Law firm says interpretation of ‘any one loss’ could have market-wide impact

The specialist London-based Commercial Court – a division of the UK’s High Court – has heard the latest stage in an ongoing business interruption (BI) insurance case brought by Bath Racecourse Company and others against Liberty Mutual Insurance Europe, Allianz Insurance and Aviva Insurance that has potential ramifications on the interpretation of composite policies.

The claimants, represented by law firm Stewarts, seek indemnity for Covid-19-related business losses that they believe were covered under bespoke BI policies held by various sporting venues across the UK.

The hearings took place between 20 and 22 May 2025 and followed earlier wins for the claimants in both the High Court and Court of Appeal, dated January 2024 and February 2025 respectively.

This latest round of legal action, however, examined two issues that have potentially wider implications for the UK insurance market.

The first relates to whether sporting regulators the British Horseracing Authority (BHA) and the Greyhound Board of Great Britain (GBGB) qualify as a ”competent authority” under the policy wording.

This definition is key to deciding whether decisions made by those bodies to suspend events during the Covid-19 pandemic in 2020 fall within the scope of the BI policy’s non-damage denial of access cover.

The second issue concerns the phrase “any one loss” and how indemnity limits apply. The claimants argue that the wording could entitle them to multiple sublimits – either per affected premises or per cancelled event – rather than a single aggregated limit.
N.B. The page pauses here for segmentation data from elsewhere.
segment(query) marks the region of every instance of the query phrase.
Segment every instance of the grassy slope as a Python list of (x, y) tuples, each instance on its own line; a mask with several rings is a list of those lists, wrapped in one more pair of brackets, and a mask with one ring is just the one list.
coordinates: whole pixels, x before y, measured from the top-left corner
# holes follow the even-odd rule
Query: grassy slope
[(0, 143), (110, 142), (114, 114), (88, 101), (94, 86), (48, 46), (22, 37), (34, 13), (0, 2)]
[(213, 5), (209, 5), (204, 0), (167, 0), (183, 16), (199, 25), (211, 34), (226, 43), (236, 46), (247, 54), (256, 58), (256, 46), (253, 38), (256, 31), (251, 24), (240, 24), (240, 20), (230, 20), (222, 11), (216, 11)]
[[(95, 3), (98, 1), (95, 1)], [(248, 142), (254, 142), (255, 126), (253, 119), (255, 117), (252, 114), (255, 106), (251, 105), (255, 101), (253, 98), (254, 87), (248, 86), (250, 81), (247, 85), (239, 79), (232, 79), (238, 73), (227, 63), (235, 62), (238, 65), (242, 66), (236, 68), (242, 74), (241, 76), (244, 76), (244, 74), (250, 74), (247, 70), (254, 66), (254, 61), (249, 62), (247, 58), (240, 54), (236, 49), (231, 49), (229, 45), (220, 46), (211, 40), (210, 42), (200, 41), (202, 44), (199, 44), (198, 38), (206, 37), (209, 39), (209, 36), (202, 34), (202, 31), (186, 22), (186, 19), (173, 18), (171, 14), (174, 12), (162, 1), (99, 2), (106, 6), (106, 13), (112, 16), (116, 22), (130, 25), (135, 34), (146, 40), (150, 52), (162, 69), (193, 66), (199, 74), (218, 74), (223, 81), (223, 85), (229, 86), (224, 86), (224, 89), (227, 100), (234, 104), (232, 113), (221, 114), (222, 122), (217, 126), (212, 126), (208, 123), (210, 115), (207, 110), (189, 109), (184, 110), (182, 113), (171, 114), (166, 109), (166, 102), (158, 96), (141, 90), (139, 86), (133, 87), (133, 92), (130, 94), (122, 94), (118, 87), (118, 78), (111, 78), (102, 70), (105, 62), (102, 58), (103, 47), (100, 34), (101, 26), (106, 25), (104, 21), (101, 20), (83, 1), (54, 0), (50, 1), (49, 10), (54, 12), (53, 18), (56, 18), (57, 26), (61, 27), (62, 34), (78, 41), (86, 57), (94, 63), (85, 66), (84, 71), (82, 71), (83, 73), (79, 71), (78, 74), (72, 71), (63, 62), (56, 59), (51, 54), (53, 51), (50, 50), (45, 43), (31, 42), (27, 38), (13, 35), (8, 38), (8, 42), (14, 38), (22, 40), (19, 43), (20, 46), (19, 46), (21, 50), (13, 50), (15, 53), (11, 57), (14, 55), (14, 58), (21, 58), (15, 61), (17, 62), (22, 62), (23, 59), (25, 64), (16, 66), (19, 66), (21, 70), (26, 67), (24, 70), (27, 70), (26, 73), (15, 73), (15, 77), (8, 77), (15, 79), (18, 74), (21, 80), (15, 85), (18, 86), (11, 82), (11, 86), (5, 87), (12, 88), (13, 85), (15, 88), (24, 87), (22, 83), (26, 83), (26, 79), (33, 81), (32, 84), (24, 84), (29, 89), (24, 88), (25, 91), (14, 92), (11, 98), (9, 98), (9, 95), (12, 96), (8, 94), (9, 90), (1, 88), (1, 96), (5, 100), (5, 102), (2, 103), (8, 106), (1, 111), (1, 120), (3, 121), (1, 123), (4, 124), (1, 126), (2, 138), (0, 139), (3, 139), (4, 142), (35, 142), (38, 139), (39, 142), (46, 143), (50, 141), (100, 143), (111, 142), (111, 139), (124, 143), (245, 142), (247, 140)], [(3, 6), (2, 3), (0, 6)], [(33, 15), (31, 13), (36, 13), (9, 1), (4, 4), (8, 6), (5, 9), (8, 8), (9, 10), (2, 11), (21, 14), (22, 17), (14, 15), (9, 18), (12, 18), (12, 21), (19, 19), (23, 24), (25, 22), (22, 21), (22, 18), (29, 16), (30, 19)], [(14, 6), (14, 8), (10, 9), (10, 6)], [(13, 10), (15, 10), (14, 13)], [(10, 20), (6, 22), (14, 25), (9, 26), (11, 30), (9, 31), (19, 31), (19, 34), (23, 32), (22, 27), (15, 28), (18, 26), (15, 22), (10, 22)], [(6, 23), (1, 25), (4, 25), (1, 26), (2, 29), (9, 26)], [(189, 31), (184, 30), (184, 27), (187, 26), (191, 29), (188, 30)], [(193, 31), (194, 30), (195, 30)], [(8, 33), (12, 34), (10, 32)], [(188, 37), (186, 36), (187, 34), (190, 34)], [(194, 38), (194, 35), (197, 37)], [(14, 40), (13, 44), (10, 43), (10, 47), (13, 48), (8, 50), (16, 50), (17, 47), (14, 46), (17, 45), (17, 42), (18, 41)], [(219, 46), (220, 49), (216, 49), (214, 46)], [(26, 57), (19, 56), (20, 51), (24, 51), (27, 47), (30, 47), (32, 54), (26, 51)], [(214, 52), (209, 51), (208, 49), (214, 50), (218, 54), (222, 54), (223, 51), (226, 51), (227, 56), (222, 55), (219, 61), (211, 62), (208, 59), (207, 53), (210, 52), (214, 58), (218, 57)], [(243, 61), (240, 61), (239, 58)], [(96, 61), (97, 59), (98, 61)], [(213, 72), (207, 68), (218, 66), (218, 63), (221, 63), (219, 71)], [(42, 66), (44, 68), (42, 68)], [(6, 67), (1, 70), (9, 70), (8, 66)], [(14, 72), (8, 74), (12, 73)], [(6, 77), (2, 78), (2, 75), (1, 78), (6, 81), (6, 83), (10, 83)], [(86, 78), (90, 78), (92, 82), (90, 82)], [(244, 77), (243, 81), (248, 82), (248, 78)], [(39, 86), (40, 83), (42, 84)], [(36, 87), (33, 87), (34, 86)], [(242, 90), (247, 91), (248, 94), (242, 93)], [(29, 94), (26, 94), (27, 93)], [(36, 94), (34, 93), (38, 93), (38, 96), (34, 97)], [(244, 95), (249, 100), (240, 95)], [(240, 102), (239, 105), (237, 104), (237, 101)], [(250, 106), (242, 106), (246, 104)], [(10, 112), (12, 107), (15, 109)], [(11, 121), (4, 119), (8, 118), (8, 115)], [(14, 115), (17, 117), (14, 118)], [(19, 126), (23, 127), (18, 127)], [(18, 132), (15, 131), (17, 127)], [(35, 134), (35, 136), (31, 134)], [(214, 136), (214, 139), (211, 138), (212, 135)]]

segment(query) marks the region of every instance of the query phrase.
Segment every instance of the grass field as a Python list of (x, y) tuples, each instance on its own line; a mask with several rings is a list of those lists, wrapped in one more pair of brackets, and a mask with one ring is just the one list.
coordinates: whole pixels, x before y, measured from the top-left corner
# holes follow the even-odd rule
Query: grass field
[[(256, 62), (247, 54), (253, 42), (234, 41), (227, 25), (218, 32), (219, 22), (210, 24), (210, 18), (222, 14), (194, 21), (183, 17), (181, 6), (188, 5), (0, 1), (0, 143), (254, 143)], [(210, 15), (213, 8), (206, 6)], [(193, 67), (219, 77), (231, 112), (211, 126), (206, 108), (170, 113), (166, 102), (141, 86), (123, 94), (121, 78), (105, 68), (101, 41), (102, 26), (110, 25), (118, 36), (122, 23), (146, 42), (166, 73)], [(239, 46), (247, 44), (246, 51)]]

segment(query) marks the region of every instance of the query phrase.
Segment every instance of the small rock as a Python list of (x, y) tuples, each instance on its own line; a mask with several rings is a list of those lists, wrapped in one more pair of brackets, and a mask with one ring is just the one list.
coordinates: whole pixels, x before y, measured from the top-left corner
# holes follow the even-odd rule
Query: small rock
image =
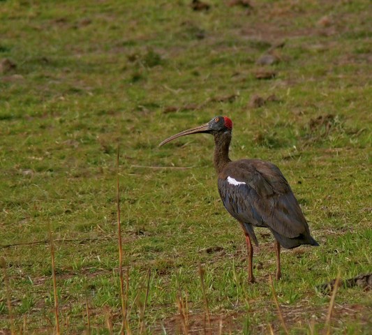
[(1, 81), (3, 82), (17, 82), (23, 80), (24, 80), (24, 77), (22, 75), (7, 75), (6, 77), (3, 77), (1, 78)]
[(14, 70), (17, 66), (14, 62), (8, 59), (8, 58), (4, 58), (0, 61), (0, 73), (4, 74), (7, 73), (12, 70)]
[(258, 108), (260, 107), (262, 107), (265, 103), (265, 100), (262, 96), (255, 94), (251, 98), (251, 101), (249, 102), (249, 107), (252, 108)]
[(329, 27), (332, 24), (332, 22), (329, 16), (323, 16), (319, 21), (317, 22), (317, 25), (319, 27)]
[(24, 176), (33, 176), (34, 175), (34, 171), (31, 169), (24, 169), (22, 170), (22, 174)]
[(200, 1), (200, 0), (193, 0), (190, 5), (193, 10), (208, 10), (211, 7), (208, 3)]
[(263, 54), (258, 60), (258, 65), (273, 65), (279, 62), (279, 59), (274, 54)]
[(253, 6), (251, 4), (250, 1), (248, 0), (230, 0), (228, 6), (229, 7), (233, 7), (235, 6), (240, 6), (241, 7), (244, 7), (246, 8), (253, 8)]
[(216, 246), (211, 246), (210, 248), (207, 248), (207, 249), (205, 249), (205, 251), (207, 252), (207, 253), (217, 253), (218, 251), (222, 251), (223, 250), (223, 247)]
[(266, 98), (266, 101), (268, 102), (278, 103), (280, 100), (281, 100), (275, 94), (271, 94)]
[(84, 27), (88, 26), (91, 23), (91, 20), (89, 17), (84, 17), (84, 19), (80, 20), (79, 22), (79, 26)]
[(261, 70), (255, 73), (256, 79), (273, 79), (276, 76), (276, 72), (267, 70)]

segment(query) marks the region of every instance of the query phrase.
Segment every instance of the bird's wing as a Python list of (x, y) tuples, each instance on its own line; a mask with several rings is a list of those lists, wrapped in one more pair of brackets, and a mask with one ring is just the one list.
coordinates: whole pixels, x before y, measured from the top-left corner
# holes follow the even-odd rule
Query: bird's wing
[(267, 227), (288, 238), (308, 233), (297, 200), (274, 164), (231, 162), (218, 176), (218, 190), (228, 211), (241, 222)]

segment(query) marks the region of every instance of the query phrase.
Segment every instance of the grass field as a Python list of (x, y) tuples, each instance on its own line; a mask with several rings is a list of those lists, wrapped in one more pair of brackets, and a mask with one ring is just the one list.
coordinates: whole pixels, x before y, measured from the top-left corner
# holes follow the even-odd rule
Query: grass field
[[(282, 253), (289, 333), (325, 332), (317, 285), (372, 272), (370, 1), (190, 2), (0, 1), (0, 257), (17, 334), (54, 327), (49, 225), (62, 334), (87, 332), (87, 304), (92, 334), (119, 332), (118, 146), (132, 332), (182, 334), (187, 299), (188, 331), (203, 334), (200, 264), (214, 334), (285, 334), (273, 238), (257, 229), (248, 284), (211, 137), (158, 147), (216, 115), (234, 121), (232, 158), (281, 168), (320, 244)], [(341, 286), (331, 333), (370, 334), (371, 315), (370, 290)]]

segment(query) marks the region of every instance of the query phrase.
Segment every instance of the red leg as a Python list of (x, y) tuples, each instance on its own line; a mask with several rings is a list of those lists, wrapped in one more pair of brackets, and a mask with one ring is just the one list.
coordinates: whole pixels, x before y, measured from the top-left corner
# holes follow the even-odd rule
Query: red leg
[(278, 241), (274, 242), (275, 253), (276, 254), (276, 273), (275, 278), (278, 281), (281, 277), (281, 245)]
[(253, 246), (252, 246), (249, 235), (245, 232), (244, 234), (246, 235), (246, 250), (248, 251), (248, 281), (249, 283), (254, 283), (255, 277), (253, 277)]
James Breese, partner at Stewarts and solicitor for the claimants, said: “This ‘any one loss’ phrase has not been considered in this context and has market-wide significance.

“If we were right on our interpretation of what ‘any one loss’ means, then that would set a new precedent for how that term is meant to operate in insurance policies.”

Ambiguity of words

Breese added that the ambiguity of the current BI wording on his claimants policies left room for dispute. He said: “The problem with this wording is that it’s not a model of clarity. There are no express provisions to say that it operates in the way that insurers say it operates.”

The case outcome could influence how composite policies – those covering multiple entities within a corporate group – are interpreted. The Court of Appeal’s decision in this case previously found that cover was applied per insured entity rather than across the group. The current hearing, however, explores whether this principle could extend further, potentially on a per event basis.

The judgment from the Commercial Court is expected within four to six weeks.

Meanwhile, the Supreme Court is exploring a separate dispute regarding the same claimants, issued in April 2025, concerning whether staff furlough payments made by the government should be deducted from claim payout totals. This decision could have multibillion pound implications for the insurance industry.

The case was heard by Sean O’Sullivan KC, who was sitting as a deputy High Court judge. Counsel for the claimants includes Adam Kramer KC and Will Day of 3 Verulam Buildings.

There is an impending deadline for filing Covid-19 BI claims, as the limitation period will expire in March 2026.